|Related RNAs in lepidopteran cells after in vitro infection with Hyposoter didymator virus define a new polydnavirus gene family.
|Volkoff, AN, Cérutti, P, Rocher, J, Ohresser, MC, Devauchelle, G, Duonor-Cérutti, M
|Year of Publication
|1999 Oct 25
|Amino Acid Sequence, Animals, Base Sequence, Cell Line, Cloning, Molecular, Female, Gene Expression Regulation, Viral, Genes, Viral, Genome, Viral, Hymenoptera, Introns, Larva, Molecular Sequence Data, Molecular Weight, Open Reading Frames, Polydnaviridae, Recombinant Proteins, RNA, Messenger, RNA, Viral, Sequence Alignment, Sequence Homology, Nucleic Acid, Spodoptera, Tandem Repeat Sequences, Viral Proteins
In the present study, we describe the isolation and the characterization of three different Hyposoter didymator virus (HdV) lepidopteran host-expressed genes, the products of which might interfere with the host physiology during parasitism. In this report, we study the expression of HdV genes in Sf9 cells infected with HdV since results indicate that the Sf9 model mimics to some extent the in vivo model and may be utilized to study expression of HdV genes in lepidopteran host cells. This system allowed us to isolate three HdV-specific cDNAs, termed M24, M27, and M40. cDNA nucleotide sequence analysis demonstrated significant regions of homology. The three cDNAs displayed repeated sequences arranged in tandem array that might have evolved through domain duplication. Similar to other previously described polydnavirus host-expressed genes, two intron positions have been found in the M24 leader region. The cDNAs corresponded to RNAs of 1.5, 1.6, and 2.3 kb that are also detected in parasitized Spodoptera littoralis larvae.
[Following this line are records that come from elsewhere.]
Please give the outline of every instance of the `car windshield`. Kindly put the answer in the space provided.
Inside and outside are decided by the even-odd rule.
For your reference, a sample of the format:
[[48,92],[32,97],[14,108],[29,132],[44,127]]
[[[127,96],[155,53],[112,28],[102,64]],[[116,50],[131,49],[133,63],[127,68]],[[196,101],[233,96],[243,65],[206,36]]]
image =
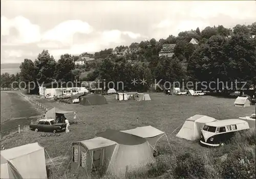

They are encoded by different genes likely located on different HdV DNA molecules. Corresponding RNAs are detected early postinfection and remain detectable for at least 10 days postinfection. They encode secreted glycine- and proline-rich proteins. An antiserum raised against a baculovirus recombinant M24-encoded protein detected similar proteins in the culture medium of infected lepidopteran cells and in parasitized host hemolymph. We propose that the three cloned genes belong to an HdV gene family specifically expressed in parasitized lepidopteran hosts.